Now that I think about it, we Family Bickerers really could bring Olympic-style panache to those activities. I'd win, hands-down, for eye rolling, particularly the covert and yet subversive ones. Eldest will win in the raising of the hackles, although Youngest will be the one responsible for raising said hackles, it being a team event and all. And Daughter, with her fevered assertions of "HE TRIED TO DROWN ME ONCE" and "HE IS ALWAYS LIKE THAT" as proof of Youngest's demonic inner being, will win the old-wound-poking martyrdom crown.

Gold medal winners, we are.

We're going to take the Capital -- and the Capitol when we tour -- by storm.

Look out.

Thursday, March 28, 2013

With a Side of Garlic Bread, Yum



I listen to the arguments. I see the vehemence with which opponents state their opinions. I am left angered beyond all sensibility. I just don't get it.

Allowing gays to marry is wrong because...? I can't see any logical rationale supporting that stance. In the end, it really comes down to a belief that God is against it. I see opponents pointing to the Bible to support their stance.

Which logically takes me to wondering why the hell what is written in the Bible and purported to be the views of God has anything to do with government. [I won't even venture down the rabbit hole of picking and choosing which parts of the Bible it's okay to agree with and which are not. Thou shalt not kill. Thou shalt not commit adultery. Can you say "capital punishment"? Can you say "remarriage after divorce."]

Oh, see, I started venturing down the rabbit hole.

How can I support same sex marriage?
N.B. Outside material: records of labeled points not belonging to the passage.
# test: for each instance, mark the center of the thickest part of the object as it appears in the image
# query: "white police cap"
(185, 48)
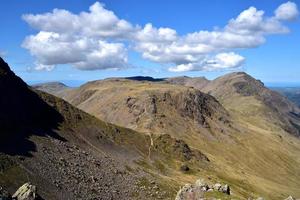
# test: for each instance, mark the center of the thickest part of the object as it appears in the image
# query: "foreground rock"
(4, 195)
(26, 192)
(198, 189)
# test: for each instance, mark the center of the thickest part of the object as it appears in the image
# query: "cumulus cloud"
(84, 53)
(220, 61)
(98, 39)
(98, 22)
(287, 11)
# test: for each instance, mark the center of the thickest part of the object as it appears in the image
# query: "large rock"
(26, 192)
(189, 192)
(4, 195)
(217, 186)
(226, 189)
(290, 198)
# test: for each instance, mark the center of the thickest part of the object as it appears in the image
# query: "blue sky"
(275, 60)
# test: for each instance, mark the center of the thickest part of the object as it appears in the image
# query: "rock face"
(199, 188)
(189, 192)
(4, 195)
(54, 88)
(152, 107)
(26, 192)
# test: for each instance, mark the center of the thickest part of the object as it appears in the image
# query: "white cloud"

Because we're all supposed to be equal. Granting rights to some people and not to others does not make equality. What's so hard about that?

I want to hear a logical rationale for being opposed to same sex marriage that does not throw religious beliefs in the mix. It's freedom of religion, not freedom to shove your religion down my throat. [Uh-oh, that sounds a bit risque, don't you think?]

You and your God don't get to dictate any more than me and my Flying Spaghetti Monster God get to.